Saturday 19 January 2013

Barden Lake


Greylag Goose, Anser anser, Only a few were on the lake today, but I think the main flock may still have been nearby. At one point I heard them on the neighbouring fishing lake.


This cob mute swan has a rather strange looking tip to its beak, and I think it must have suffered a rather traumatic wound to the lower bill and tip: 


A very unusually coloured coot has been around for a couple of days, flocking with all the other waterfowl, including many "normal" coots, near the feeding area.


Just one of the two Egyptian Geese were seen today, which unfortunately I think we disturbed so that it flew off over the lake. It appears to have been eating the grass around the lake.


A drake tufted duck looks seriously at me!

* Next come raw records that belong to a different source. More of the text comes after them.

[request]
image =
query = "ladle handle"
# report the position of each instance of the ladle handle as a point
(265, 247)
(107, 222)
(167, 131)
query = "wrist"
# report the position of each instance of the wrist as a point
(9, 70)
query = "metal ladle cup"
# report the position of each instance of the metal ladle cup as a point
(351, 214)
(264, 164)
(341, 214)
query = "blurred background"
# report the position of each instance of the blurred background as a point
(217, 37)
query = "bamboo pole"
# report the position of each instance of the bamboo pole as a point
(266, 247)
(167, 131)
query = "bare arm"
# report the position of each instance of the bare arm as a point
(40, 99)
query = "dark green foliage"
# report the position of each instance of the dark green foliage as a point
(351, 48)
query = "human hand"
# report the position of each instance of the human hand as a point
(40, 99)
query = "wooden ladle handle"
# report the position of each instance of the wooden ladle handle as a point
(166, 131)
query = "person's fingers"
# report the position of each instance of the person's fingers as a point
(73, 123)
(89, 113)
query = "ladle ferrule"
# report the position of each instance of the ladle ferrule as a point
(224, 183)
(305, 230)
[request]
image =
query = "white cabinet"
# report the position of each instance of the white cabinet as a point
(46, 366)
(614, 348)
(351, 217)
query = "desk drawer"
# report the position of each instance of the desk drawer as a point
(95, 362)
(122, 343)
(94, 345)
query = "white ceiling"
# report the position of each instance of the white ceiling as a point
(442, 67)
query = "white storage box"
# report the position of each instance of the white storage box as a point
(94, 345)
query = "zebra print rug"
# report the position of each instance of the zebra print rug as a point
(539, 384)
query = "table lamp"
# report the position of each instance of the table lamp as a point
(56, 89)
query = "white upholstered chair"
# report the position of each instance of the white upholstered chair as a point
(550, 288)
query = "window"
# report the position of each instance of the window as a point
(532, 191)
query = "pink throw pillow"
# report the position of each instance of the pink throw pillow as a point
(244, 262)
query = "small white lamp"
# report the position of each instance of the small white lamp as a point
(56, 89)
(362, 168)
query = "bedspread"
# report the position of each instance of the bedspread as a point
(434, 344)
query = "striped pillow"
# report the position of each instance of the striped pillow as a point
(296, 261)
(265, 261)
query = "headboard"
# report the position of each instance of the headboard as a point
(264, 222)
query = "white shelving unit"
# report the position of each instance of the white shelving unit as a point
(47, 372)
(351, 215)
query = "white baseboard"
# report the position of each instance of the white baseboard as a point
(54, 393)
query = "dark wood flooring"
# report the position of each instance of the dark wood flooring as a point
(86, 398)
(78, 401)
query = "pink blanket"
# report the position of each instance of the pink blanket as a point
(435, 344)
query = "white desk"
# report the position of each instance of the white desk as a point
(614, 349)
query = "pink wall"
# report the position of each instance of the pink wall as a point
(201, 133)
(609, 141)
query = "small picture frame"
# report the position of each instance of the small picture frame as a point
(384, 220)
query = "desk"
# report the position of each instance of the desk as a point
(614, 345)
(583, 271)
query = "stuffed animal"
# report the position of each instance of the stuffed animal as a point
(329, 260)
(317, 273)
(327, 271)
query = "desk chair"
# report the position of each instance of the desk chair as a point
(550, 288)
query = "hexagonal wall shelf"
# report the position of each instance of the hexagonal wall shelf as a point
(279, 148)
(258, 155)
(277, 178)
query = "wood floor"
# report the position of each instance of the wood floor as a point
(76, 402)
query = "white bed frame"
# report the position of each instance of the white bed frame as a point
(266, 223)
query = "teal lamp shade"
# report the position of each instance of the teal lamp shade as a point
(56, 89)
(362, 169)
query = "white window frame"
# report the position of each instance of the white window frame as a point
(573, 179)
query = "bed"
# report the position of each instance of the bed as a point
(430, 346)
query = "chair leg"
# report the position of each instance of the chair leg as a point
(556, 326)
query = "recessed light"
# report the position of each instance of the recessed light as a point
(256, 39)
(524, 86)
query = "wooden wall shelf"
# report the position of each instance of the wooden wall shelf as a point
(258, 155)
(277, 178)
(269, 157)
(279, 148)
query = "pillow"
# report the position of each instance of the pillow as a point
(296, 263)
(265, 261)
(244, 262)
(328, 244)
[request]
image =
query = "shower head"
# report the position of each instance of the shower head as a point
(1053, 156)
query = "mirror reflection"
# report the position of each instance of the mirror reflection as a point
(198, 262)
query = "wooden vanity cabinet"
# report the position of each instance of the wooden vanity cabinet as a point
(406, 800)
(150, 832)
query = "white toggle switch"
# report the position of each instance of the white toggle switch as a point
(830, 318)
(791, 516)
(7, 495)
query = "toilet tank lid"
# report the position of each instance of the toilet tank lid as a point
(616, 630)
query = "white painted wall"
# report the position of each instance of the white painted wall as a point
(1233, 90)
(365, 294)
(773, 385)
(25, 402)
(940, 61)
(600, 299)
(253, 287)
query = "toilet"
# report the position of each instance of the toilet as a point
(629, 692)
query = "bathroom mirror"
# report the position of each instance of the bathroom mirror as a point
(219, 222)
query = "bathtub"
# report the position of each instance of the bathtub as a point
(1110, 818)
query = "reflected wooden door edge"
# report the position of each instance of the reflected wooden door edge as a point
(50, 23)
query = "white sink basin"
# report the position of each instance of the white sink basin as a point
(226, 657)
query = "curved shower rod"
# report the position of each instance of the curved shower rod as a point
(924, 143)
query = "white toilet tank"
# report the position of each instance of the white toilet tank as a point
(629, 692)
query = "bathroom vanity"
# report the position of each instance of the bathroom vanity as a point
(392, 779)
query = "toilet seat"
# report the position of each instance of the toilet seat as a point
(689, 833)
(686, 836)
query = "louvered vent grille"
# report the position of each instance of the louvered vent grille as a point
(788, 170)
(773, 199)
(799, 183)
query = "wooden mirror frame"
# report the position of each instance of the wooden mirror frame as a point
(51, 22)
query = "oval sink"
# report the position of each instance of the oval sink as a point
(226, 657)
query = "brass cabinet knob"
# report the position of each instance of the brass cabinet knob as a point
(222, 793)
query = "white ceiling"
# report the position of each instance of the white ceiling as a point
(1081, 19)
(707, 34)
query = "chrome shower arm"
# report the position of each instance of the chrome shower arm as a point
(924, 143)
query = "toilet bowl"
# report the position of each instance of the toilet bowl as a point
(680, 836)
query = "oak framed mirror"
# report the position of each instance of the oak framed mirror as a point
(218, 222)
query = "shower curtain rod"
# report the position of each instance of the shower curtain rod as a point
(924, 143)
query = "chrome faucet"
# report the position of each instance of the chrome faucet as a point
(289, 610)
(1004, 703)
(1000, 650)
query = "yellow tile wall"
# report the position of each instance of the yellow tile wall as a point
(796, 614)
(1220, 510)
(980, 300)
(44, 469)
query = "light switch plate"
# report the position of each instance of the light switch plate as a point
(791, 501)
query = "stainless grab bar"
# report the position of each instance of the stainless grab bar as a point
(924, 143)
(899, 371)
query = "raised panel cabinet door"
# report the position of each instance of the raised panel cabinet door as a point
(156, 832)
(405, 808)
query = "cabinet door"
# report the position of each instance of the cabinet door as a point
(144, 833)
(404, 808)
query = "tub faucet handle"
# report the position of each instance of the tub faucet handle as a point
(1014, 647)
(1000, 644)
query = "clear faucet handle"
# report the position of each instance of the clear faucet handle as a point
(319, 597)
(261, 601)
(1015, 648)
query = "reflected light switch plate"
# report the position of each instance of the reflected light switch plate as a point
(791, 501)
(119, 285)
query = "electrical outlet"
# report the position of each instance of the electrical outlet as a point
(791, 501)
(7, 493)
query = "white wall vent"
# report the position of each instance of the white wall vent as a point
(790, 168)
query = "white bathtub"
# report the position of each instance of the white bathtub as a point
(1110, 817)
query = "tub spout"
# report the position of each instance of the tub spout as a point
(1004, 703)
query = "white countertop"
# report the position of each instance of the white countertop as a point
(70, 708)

This looks like an adult Black Headed Gull, Chroicocephalus ridibundus, just starting to replace its winter plumage with its brown headcap. As it darkens it tends to look sooty black rather than the brown of the fully developed cap - as do the winter head stripes. I have never seen any explanation of this. The bill is also already darkening up, showing less of a distinction between a redder base and a darker tip. By the time of the breeding season, the bill is often sufficiently dark overall to be almost concolorous with the headcap. This picture shows the very clear "white eyelid" effect


This next must be an immature Black Headed Gull, first winter perhaps. The most obvious feature are the dark-centred tertials, very clear in this individual. Tertials are apparently not true flight feathers but are located on the upper arm, near the body, and are used primarily to cover the primaries and secondaries while at rest. The so called tertial step is an important ID feature in some gull species while at rest - see this blog reference. Note also the orange base to the bill, characteristic it seems to me of overwintering first years and juveniles in general. It is a bit puzzling as there is little in the way of brown along the side of the wing - its all mainly at the back of the wing - but there is so much of it that I think it must still be a first winter. You can also see the dark tip to the tail, if only just, from this angle.


I think this is a different bird, from the other side of the lake taken much earlier, and a slightly worse photograph. However it's a very similar pattern of brown on the wing:


This is a rather more conventionally coloured wing, on a bird on a signpost stuck in the middle of the lake by the main (Western) feeding area, Again note the orangey rather than reddish bill (and legs?) of these young birds:


And another one from the Western side, again with some browning along the wing, although perhaps not quite so much as the previous picture. The small dark smudge to the front of the eye visible in most wintering birds is fairly obvious in this picture:


And here is the one Common Gull, Larus canus I saw, just before I was distracted by a "hooded" Black Headed Gull, and so I only confirmed it for sure when I looked at the photos later.



This is a drake Mallard, Anas platyrhynchos. The Mallard were in small groups across the lake today, but some at least appear to be pairing up.


There were a couple of cormorants, Phalocrocorax carbo, on the lake, diving for quite long periods and distances, so presumably fishing. One took off from the water and flew low across in front of one of the two islands, and the blurry photographs showed the white thigh patch of an adult in the breeding season.